Login hangs after kernel message...
timestamp1593115740001
Update (6/29/20):
The login hang was caused by high I/O load which is returning after a weekend hiatus. Unfortunately, limiting the I/O on the login is not yet feasible due to the design of the system. The issue is not due to a lack of memory, CPU, or bandwidth on the login but the ability of the login to process lots of I/O by users (including transfers and local login processes). The issue is not present when performing the same work on compute nodes (transfers, normal commands, writing files, etc.). Short of an entire system redesign, we are planning a way forward with the way storage is used and configured on Memex. The earliest possible change(s) will be made during the July 8th shutdown. Details will be sent once those plans are set.
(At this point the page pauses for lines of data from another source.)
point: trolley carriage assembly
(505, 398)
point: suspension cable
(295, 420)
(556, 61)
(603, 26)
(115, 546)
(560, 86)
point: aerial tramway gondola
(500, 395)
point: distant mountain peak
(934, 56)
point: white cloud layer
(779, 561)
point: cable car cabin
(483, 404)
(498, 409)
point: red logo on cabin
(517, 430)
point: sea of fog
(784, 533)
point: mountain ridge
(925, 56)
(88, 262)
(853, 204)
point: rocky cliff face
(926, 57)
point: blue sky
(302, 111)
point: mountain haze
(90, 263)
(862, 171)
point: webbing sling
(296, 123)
Incident (06/24/20 @1540):
Login stalled after the global message below
kernel:NMI watchdog: BUG: soft lockup - CPU#10 stuck for 23s! [$IP-m:69361]
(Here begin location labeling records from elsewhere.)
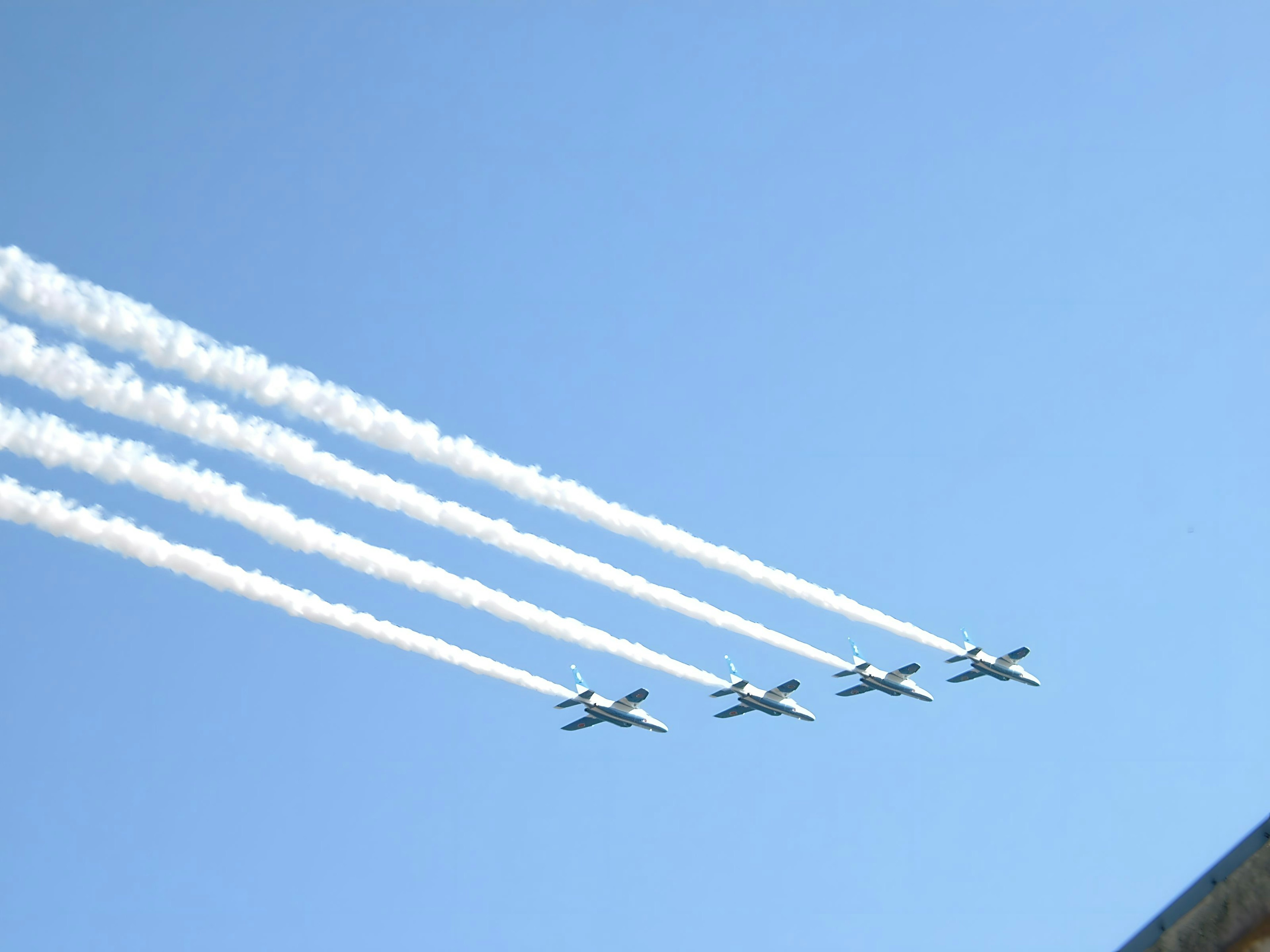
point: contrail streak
(54, 442)
(58, 516)
(41, 290)
(71, 374)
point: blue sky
(957, 309)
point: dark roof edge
(1206, 884)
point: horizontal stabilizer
(858, 690)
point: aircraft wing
(588, 722)
(632, 700)
(858, 690)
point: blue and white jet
(625, 713)
(1005, 668)
(872, 678)
(774, 702)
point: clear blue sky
(957, 309)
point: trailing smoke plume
(115, 319)
(58, 516)
(56, 444)
(70, 373)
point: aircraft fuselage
(1001, 671)
(775, 707)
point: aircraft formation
(66, 370)
(627, 711)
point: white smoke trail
(44, 291)
(54, 442)
(58, 516)
(70, 373)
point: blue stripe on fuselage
(996, 669)
(881, 685)
(614, 718)
(762, 705)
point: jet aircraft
(774, 702)
(872, 678)
(625, 713)
(1005, 668)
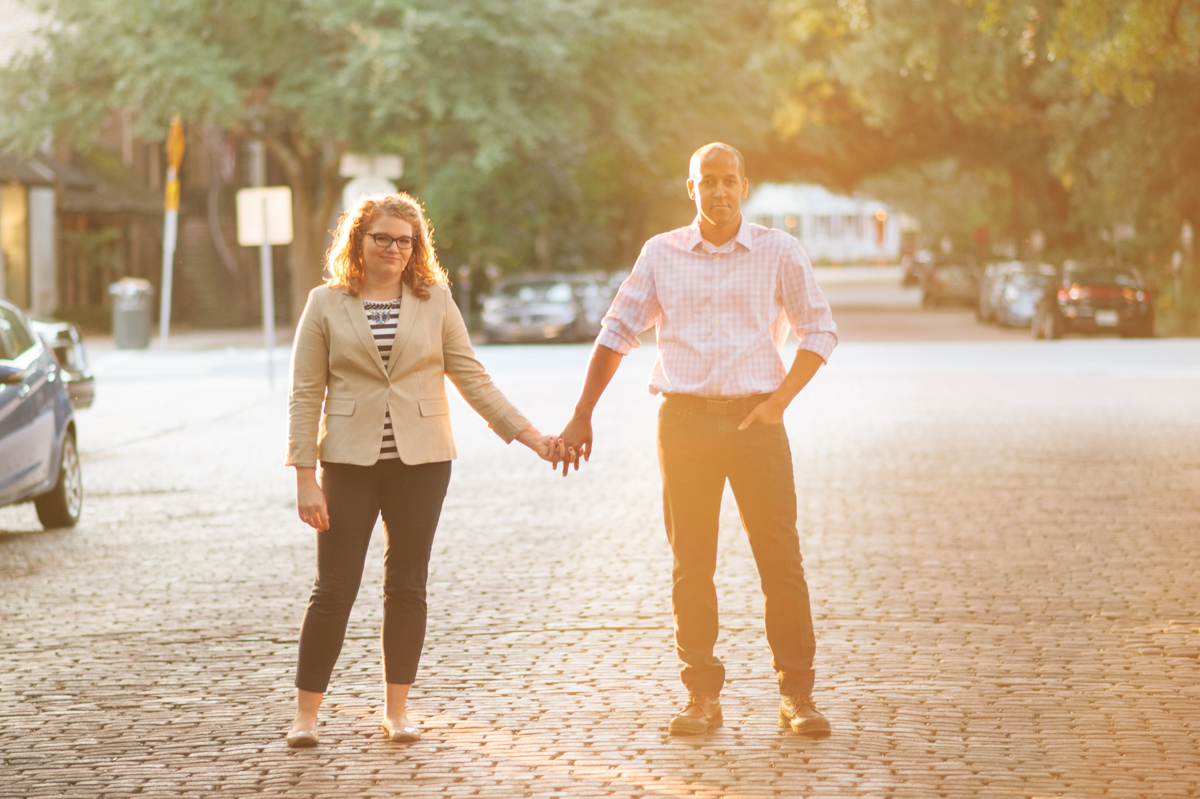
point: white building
(833, 228)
Message from syslogd@memex at Jun 24 12:23:02 ...
kernel:NMI watchdog: BUG: soft lockup - CPU#10 stuck for 22s! [$IP-m:69361]
Message from syslogd@memex at Jun 24 12:23:34 ...
kernel:NMI watchdog: BUG: soft lockup - CPU#10 stuck for 23s! [$IP-m:69361]
Message from syslogd@memex at Jun 24 12:24:02 ...
kernel:NMI watchdog: BUG: soft lockup - CPU#10 stuck for 23s! [$IP-m:69361]
Message from syslogd@memex at Jun 24 12:24:30 ...
kernel:NMI watchdog: BUG: soft lockup - CPU#10 stuck for 22s! [$IP-m:69361]
Message from syslogd@memex at Jun 24 12:24:58 ...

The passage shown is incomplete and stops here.